En lo álgido del debate parlamentario, entre discursos, rumores de pasillo, alianzas de oficina y pactos trasnochados, constantemente resuena la inconstitucionalidad como refugio permanente, como útil artimaña, para evitar la expresión de las mayorías.
Solo este año la constitución ha obstaculizado, o frenado múltiples iniciativas, y desde que nos rige la Constitución de la Dictadura, la friolera llega a más de 300 declarados inconstitucionales.
El 2020 partió con la negativa, por parte del senado, a consagrar el agua como bien de uso público sepultando un arduo y extenso debate. Con 24 votos a favor y 12 en contra, la norma fue rechazada, puesto que se requerían dos tercios para su aprobación (29 votos a favor).
Sin siquiera llegar a discutirse, el proyecto presentado por Convergencia Social, que regulaba las inyecciones de dinero a grandes empresas afectadas por la crisis, fue declarado inadmisible inmediatamente. La Constitución no permite que el parlamento pueda intervenir en cómo el Estado se relaciona con los privados.
La misma amenaza fue ejecutada en el proyecto de retiro del 10% de los fondos de las AFP que fue propuesta, en primera instancia, en abril de este año no prosperando por contrariar la Carta Magna. Esta iniciativa tuvo que ser reformulada como una reforma a la Constitución para lograr ser finalmente aprobada en un debate inusitado y seguido atentamente por la ciudadanía, quienes miraban como se conseguían los votos a favor de 93 de los 155 diputados. La presión de la gente evitó la presentación del eventual veto presidencial que echara por la borda todo el trabajo realizado.
El proyecto del posnatal de emergencia fue declarado inconstitucional a pesar de su amplio respaldo en ambas cámaras, y las diversas organizaciones de mujeres. Tuvo que ser la presión ciudadana, y parlamentaria, para que el proyecto de las diputadas Yeomans y Orsini llegase a ser presentado por el ejecutivo y finalmente lograr la aprobación (más vale tarde que nunca). Los proyectos que impliquen algún tipo de gasto, por pequeño que sea, son iniciativas que exclusivamente deberían provenir desde la presidencia.

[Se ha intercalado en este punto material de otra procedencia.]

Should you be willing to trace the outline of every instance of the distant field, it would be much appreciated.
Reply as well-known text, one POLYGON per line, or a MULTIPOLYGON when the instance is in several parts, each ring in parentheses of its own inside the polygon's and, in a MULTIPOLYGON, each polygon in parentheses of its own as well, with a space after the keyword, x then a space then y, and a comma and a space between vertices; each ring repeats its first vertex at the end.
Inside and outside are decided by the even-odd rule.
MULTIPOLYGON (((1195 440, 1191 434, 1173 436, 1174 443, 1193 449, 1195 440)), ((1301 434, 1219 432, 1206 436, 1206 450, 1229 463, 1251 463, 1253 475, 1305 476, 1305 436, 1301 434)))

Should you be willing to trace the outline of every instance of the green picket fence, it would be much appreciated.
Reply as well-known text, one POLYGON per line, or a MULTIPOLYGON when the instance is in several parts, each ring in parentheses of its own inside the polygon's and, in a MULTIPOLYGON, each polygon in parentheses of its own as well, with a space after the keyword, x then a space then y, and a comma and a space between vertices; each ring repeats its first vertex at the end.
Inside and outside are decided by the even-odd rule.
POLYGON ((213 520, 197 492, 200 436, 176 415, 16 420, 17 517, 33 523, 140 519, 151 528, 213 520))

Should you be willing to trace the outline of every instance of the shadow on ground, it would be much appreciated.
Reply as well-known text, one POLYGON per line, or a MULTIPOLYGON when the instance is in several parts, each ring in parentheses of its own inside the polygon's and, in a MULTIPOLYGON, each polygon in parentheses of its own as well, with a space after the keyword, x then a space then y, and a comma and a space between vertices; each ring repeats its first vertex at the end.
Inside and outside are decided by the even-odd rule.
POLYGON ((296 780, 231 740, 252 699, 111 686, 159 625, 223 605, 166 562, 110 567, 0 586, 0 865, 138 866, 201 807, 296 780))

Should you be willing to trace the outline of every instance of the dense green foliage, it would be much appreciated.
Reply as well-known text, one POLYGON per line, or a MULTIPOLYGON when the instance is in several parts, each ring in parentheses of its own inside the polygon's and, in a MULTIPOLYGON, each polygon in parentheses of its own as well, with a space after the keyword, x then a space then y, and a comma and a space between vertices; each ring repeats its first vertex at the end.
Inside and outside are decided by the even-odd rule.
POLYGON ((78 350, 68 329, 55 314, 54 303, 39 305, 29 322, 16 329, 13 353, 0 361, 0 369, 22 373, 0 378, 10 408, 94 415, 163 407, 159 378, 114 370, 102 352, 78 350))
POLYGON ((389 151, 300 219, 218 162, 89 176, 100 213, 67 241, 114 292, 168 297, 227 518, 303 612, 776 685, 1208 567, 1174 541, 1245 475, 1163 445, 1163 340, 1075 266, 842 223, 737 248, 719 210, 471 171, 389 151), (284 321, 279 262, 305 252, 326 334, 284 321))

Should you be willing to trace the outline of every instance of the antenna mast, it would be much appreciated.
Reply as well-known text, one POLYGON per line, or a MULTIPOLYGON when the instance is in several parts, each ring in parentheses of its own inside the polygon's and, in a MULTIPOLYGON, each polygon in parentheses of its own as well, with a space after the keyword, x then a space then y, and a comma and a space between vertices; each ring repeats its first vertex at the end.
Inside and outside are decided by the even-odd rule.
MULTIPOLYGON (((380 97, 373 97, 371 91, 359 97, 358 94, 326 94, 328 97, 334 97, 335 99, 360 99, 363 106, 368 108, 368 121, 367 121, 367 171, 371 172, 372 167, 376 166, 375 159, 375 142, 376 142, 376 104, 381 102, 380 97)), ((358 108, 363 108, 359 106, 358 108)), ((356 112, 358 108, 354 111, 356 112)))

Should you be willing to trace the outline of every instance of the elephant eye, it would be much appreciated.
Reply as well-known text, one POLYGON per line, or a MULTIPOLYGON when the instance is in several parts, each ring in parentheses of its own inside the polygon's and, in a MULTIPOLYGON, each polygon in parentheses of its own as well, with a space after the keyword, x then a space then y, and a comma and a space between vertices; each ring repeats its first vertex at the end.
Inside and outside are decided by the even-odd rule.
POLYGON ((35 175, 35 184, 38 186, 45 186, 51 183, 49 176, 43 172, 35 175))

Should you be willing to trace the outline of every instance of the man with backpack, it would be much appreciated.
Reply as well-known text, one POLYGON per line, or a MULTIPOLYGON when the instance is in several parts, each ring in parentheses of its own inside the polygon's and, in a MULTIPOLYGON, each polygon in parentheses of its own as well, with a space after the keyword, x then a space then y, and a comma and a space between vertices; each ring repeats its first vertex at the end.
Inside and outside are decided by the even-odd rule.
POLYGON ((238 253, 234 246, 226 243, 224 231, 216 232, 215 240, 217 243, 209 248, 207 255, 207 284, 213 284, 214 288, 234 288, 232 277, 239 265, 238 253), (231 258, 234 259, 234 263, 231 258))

Jaime Guzmán, ideólogo de la Constitución, lo dijo: “La Constitución debe procurar que, si llegan a gobernar los adversarios, se vean constreñidos a seguir una acción no tan distinta a la que uno mismo anhelaría, porque —valga la metáfora— el margen de alternativas que la cancha imponga de hecho a quienes juegan en ella sea lo suficientemente reducido para hacer extremadamente difícil lo contrario”.
Cambiar la Constitución es un imperativo para la expresión democrática de las mayorías. La actual Carta Magna hace, en gran parte, testimonial el quehacer democrático e imposibilita la canalización en políticas públicas que mejoren la calidad de vida.
Una Constitución que permita el ejercicio democrático de manera efectiva, que le entregue a las mayorías la posibilidad de canalizar las demandas y lograr transformaciones significativas en la institucionalidad nos hace bien, vigoriza el quehacer político y nos compromete a todos en un proyecto-país.
*Los autores son Secretario Político de Contenidos de Convergencia Social y Académico de la Universidad de Valparaíso, respectivamente.